Perhaps we ought to offer an apology for the length of this paper. But we were desirous of showing, first, that the homogeneity of the Russian and Eastern Churches, on which the Czar lays his strongest claim to the protectorate he demands, has no foundation in fact, and that the Christian communities on which he would impose his protection deny the orthodoxy of his faith, and regard him as the usurper of spiritual power; second, that the doctrines of the Synod of St Petersburg are denounced by Russians themselves, and the establishment opposed by a formidable sectarianism, and that that Church is itself rather in a condition to require protection against its internal enemies than to afford it to others; third, that even supposing the Russian and Eastern Churches to be identical, the protectorate in question would, in consequence of the temporal privileges preserved by the Patriarch of Constantinople, as already noticed, be the positive introduction of a dangerous foreign influence in the domestic administration of the Ottoman empire, and that the Sultan would thereby become the vassal of the Czar; fourth, that as there are numerous Christian subjects of the Sublime Porte who do not belong to the Greek communion, their protector, where protection is needed, cannot be the Czar; and, fifth, that the semi-independent Moldo-Wallachians also disavow the doctrines of the Russian Church, and reject her protection.

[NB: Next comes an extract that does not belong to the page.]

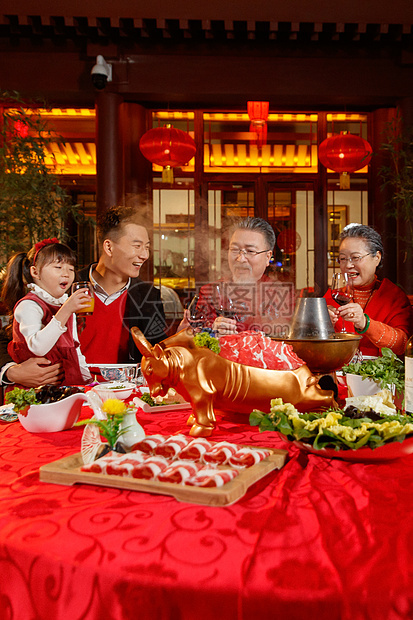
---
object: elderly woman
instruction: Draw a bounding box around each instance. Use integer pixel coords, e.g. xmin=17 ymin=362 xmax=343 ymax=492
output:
xmin=325 ymin=224 xmax=413 ymax=356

We do not pretend to speak with enthusiasm of the Ottomans, but it must be admitted, that what has occurred since the commencement of the present quarrel is not to their disadvantage. Unlike the Czar, the Sultan has made no appeal to the mere fanaticism of his people, nor has he attempted to arouse the fierceness of religious hatred against the Giaour, which he might have done. His appeal has been to their feeling of nationality—such an appeal as every government would make in similar circumstances. Nor are the events which have taken place on the Danube likely to inspire the world with contempt for Ottoman valour and patriotism. If left alone to struggle with their powerful adversary, the Turks must succumb; but in the present campaign they have, at all events, proved themselves to be good soldiers.

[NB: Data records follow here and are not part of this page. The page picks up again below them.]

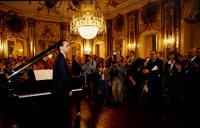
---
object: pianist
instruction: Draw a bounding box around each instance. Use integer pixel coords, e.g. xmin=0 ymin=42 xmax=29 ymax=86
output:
xmin=53 ymin=40 xmax=71 ymax=128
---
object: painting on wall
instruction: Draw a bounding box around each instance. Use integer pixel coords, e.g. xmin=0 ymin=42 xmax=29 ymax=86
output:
xmin=36 ymin=22 xmax=60 ymax=52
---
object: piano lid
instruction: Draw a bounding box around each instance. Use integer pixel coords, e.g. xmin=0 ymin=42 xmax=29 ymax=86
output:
xmin=7 ymin=43 xmax=57 ymax=80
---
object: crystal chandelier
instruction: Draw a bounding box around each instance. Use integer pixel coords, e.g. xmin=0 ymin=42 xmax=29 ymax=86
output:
xmin=70 ymin=0 xmax=105 ymax=39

The momentous question of a general war is, at the moment we write these lines, trembling in the balance; and the decision is with Austria. But whatever be the phase into which the great Eastern question is about to enter, we have one decided opinion on the policy of Russia. It is thus explained, not by a hostile or a foreign writer, but by a Russian historian, the eloquent Karamsin, in the following brief sentences: “The object and the character of our military policy has invariably been, to seek to be at peace with everybody, and to make conquests without war; always keeping ourselves on the defensive, placing no faith in the friendship of those whose interests do not accord with our own, and losing no opportunity of injuring them, without ostensibly breaking our treaties with them.”